Sooo, I have to vent a high efficiency gas water heater, using the concentric termination fitting, vertically through an open plenum ceiling. The debate over using PVC as an exhaust pipe aside, is there an alternative to just fire wrapping the pipes?


----------



## dhal22 (Jul 30, 2010)

That's a good question. And I don't have an answer but you got me thinking.


----------



## skoronesa (Oct 27, 2015)

Air space maybe? Like run the pvc centered through large diameter round duct?

What's your concern with fire wrapping them?


----------



## wyrickmech (Mar 16, 2013)

Fire wrap would be the most effective even if the fire wrap codes have gotten a lot more stringent. If you could keep the intake and exhaust separate you could sleeve the pipe to keep it from being in the plenum.


----------



## mccmech (Jul 6, 2011)

skoronesa said:


> Air space maybe? Like run the pvc centered through large diameter round duct?
> 
> What's your concern with fire wrapping them?

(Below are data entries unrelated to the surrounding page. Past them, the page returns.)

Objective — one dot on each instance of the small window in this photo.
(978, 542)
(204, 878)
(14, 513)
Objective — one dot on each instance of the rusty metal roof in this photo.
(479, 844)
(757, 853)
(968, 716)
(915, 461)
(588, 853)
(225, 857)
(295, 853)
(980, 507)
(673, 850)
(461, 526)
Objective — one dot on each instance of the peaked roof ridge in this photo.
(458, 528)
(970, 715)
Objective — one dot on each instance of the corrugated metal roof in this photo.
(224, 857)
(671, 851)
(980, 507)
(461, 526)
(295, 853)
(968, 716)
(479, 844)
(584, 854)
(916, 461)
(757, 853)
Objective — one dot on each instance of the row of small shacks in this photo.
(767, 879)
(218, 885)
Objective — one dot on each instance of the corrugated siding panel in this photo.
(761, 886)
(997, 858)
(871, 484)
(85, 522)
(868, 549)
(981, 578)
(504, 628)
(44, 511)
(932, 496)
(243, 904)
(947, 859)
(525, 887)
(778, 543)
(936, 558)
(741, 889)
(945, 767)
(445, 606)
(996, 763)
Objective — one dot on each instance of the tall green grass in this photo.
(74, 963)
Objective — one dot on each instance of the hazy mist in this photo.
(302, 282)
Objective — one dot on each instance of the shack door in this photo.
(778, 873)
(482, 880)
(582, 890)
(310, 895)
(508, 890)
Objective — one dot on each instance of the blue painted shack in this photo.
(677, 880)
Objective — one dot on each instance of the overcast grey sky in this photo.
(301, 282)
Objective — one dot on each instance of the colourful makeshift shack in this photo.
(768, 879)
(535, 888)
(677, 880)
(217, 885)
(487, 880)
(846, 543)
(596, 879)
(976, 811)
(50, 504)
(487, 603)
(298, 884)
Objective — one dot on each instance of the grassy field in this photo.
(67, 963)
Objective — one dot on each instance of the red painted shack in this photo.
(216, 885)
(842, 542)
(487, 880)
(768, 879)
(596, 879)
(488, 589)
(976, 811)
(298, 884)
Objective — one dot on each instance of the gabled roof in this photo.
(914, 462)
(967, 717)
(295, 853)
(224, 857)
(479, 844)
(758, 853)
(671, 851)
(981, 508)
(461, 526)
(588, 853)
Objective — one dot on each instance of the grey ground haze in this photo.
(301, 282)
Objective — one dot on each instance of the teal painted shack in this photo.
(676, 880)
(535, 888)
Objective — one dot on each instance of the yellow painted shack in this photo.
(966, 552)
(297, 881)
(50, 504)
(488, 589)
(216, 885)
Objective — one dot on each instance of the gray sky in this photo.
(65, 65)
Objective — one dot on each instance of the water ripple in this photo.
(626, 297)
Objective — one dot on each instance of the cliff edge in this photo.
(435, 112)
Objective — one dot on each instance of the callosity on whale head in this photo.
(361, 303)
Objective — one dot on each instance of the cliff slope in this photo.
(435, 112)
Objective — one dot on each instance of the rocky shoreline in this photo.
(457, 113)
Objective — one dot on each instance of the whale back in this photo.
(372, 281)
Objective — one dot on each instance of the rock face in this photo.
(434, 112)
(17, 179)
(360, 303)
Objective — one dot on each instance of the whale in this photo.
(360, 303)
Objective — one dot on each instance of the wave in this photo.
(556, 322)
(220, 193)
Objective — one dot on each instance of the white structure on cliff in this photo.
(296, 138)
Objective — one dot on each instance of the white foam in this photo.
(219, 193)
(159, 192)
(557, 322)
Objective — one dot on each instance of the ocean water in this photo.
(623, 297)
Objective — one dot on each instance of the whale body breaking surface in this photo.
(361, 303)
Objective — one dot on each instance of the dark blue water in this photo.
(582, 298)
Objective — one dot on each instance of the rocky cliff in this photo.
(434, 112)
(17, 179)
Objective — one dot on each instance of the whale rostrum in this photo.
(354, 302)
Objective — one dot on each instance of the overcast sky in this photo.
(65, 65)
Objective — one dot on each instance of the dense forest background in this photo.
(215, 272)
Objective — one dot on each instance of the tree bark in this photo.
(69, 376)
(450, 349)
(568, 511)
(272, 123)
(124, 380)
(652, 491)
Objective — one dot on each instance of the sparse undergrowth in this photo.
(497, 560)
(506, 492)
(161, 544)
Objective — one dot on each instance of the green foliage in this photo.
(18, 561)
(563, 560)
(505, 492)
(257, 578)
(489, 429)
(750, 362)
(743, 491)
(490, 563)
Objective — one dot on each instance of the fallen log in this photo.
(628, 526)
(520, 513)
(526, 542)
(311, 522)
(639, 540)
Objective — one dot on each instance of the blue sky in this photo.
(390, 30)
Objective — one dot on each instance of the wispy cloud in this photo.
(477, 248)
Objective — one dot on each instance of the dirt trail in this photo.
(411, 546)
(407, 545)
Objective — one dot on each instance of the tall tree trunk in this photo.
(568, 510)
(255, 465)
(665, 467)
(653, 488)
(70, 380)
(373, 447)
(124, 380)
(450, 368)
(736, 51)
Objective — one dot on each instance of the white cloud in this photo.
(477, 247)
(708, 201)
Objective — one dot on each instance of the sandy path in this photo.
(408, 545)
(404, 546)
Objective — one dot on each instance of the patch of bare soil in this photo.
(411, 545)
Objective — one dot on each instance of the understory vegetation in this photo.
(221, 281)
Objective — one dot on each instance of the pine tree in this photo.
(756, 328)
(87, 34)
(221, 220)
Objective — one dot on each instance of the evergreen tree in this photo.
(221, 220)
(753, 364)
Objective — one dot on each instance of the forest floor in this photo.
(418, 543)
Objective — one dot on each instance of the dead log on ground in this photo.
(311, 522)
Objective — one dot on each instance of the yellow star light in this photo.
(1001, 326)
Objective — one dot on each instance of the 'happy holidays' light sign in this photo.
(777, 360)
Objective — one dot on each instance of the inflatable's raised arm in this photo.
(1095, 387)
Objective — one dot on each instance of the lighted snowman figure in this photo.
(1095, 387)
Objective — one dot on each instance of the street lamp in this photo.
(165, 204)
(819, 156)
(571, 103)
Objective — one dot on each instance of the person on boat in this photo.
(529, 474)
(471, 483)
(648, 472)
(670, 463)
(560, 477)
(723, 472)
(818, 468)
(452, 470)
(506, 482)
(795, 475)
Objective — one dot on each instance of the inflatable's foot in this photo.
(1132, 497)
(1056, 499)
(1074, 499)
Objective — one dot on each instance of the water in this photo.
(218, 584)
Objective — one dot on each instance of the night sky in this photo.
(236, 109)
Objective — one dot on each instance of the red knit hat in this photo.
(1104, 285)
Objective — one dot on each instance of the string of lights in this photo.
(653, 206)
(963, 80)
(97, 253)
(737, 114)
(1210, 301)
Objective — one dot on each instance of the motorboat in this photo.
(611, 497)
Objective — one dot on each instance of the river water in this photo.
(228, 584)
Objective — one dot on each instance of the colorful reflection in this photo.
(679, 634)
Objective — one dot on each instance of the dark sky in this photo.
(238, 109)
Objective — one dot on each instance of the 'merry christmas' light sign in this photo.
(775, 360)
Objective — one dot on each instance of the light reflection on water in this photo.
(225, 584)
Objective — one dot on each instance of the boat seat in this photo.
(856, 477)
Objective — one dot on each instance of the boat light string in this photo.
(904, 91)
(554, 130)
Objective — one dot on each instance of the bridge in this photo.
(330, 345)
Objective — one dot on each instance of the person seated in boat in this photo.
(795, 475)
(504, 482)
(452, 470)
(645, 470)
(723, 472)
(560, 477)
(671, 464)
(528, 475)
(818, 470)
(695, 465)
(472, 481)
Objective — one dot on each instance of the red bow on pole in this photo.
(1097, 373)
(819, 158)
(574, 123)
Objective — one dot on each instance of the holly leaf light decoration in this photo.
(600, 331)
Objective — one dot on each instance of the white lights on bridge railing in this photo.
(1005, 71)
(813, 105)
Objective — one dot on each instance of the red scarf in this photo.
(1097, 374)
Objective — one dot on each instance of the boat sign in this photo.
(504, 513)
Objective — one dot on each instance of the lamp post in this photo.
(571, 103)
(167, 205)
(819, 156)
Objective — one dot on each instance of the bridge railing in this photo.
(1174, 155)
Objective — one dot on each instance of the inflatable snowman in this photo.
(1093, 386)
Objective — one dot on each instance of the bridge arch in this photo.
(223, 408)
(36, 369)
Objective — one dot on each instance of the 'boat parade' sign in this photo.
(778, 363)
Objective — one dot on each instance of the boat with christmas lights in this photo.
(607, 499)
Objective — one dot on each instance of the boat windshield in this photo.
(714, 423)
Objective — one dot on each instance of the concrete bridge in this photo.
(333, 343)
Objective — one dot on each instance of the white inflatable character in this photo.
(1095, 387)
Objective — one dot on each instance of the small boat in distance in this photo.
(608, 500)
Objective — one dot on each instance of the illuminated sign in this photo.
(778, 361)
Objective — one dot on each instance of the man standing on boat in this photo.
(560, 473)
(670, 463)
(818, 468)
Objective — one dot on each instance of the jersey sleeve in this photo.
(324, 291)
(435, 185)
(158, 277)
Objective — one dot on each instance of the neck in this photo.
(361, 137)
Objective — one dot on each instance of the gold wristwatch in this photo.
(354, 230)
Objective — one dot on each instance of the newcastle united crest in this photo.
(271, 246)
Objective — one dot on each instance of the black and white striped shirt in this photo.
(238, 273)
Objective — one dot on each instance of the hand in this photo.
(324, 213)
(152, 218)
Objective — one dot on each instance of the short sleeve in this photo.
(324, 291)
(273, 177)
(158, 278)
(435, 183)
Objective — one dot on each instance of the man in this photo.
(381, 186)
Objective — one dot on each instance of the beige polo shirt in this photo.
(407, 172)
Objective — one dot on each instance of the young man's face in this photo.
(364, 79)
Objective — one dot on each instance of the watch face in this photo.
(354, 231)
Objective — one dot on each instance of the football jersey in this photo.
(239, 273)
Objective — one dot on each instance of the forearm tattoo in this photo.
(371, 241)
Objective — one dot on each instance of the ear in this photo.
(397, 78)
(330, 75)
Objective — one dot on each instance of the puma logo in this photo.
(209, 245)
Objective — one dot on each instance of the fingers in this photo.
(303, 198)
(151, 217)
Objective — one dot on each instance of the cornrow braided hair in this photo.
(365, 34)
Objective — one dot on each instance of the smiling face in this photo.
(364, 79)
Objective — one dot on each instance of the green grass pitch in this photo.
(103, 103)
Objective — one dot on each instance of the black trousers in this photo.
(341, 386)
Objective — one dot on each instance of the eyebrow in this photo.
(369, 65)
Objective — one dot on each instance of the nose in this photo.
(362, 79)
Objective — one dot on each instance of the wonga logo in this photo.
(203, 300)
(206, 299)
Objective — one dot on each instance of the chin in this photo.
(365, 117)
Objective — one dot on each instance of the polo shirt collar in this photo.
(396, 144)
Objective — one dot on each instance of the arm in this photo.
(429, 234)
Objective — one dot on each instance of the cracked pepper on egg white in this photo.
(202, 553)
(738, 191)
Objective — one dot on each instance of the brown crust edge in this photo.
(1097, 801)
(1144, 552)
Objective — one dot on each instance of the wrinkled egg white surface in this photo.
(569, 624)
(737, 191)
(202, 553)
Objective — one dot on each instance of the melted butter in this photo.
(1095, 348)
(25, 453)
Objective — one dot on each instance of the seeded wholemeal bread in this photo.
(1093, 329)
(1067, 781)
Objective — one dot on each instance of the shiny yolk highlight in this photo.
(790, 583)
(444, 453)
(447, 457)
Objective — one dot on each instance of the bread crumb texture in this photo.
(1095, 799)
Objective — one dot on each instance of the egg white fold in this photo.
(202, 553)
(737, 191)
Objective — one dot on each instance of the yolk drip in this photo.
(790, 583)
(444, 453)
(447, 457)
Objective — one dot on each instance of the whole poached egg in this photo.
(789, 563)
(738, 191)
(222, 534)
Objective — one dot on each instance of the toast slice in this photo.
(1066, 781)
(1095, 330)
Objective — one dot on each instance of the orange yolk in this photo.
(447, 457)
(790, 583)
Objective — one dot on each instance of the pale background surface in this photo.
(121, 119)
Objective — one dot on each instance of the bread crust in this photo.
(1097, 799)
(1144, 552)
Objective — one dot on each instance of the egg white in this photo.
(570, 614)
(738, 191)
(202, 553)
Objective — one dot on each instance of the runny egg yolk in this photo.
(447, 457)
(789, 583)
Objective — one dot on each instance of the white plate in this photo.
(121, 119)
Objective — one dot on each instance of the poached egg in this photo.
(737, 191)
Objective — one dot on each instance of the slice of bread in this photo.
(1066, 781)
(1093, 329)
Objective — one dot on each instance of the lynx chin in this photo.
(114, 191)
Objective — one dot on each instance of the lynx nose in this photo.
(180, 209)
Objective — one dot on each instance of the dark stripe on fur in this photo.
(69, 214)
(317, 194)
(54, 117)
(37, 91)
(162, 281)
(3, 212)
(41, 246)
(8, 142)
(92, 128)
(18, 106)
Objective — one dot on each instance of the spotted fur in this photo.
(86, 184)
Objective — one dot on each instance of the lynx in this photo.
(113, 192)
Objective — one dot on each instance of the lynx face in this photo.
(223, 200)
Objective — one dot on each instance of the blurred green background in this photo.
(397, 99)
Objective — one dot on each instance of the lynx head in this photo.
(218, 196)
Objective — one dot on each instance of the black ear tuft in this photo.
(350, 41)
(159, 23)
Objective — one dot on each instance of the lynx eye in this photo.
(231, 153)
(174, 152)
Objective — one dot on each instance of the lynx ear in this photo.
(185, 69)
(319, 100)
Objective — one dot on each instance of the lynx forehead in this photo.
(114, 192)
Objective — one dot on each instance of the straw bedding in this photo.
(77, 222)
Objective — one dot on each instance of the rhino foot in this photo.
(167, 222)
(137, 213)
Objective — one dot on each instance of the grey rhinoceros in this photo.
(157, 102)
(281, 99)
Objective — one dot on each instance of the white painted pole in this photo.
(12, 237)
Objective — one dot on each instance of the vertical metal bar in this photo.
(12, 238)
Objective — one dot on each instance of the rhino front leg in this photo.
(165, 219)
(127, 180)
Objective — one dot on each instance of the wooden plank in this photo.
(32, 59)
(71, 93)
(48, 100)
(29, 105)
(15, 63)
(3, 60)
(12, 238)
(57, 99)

No concern, just asking in case anyone with more experience dealing with the situation had other, or better idea.


----------



## dhal22 (Jul 30, 2010)

Sleeving was the only other idea I could come up with beyond wrapping.


----------



## moonapprentice (Aug 23, 2012)

I like the sleeving idea, makes sense to me. Plumb drum what's your take?


----------



## ace4548 (Feb 10, 2015)

I'm not sure on your codes or anything. But I have done a couple jobs now with plenum ceilings. I'm on one right now. Because of fire ratings we have to make all connections below the ceiling in cast, and has to be cast all the way up then. You will have to check building codes. We ran PVC in the basement for storm , but risers through floor and up are all cast. All vents even in basement are cast as well. Not sure on that logic.


----------



## plumbdrum (Nov 30, 2013)

moonapprentice said:


> I like the sleeving idea, makes sense to me. Plumb drum what's your take?


 my take is read whatever code you fall under and conform to it, find another route, or speak to whatever inspector that would fall under and come up with a solution. What might be approved in one code/trade may not be approved in another.


----------